According to BleepingComputer, over the weekend, IObit forum users started receiving emails ostensibly from IObit offering a free 1-year license to their software as a special bonus of being a forum member. The email contained a link that led to a forum webpage, which was distributing a .zip file containing digitally signed files from the legitimate IObit License Manager program, but with the IObitUnlocker.dll replaced with an unsigned malicious version.
Once executed, the malicious IObitUnlocker.dll would install the DeroHE ransomware to C:\Program Files (x86)\IObit\iobit.dll and execute it. As per Emsisoft researcher Elise van Dorp, who analyzed the ransomware, the malicious software adds several Windows Defender exclusions to allow the DLL to run.

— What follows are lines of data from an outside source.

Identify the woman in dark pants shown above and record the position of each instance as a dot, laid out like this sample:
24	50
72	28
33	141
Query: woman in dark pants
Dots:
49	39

When encrypting victims, the DeroHE ransomware will append the .DeroHE extension to encrypted files and append a string of information to the end of the file. The ransomware creates two files, one of which is named FILES_ENCRYPTED.html and contains a list of all encrypted files, and the other is a READ_TO_DECRYPT.html ransom note.
This ransom note promotes a cryptocurrency called DERO and instructs the victim to send 200 coins, worth about $100, to the address included in the note to receive a decryptor. The note also includes the ransomware's Tor payment site, a message on which states that IObit can send $100,000 in DERO coins to decrypt all victims, because, as per the attackers, it is IObit’s fault that victims’ computers got infected.
At the time of writing, IObit did not provide any statements regarding the issue. It is unknown, how the hackers managed to compromise the forum to host malware, but it is possible that they gained access to an administrative account.
Just this week, OpenWrt Project revealed a security breach, in which attackers gained access to an administrator account on the OpenWrt forum and stole a copy of the user list that contains email addresses, handles, and other statistical information about the users.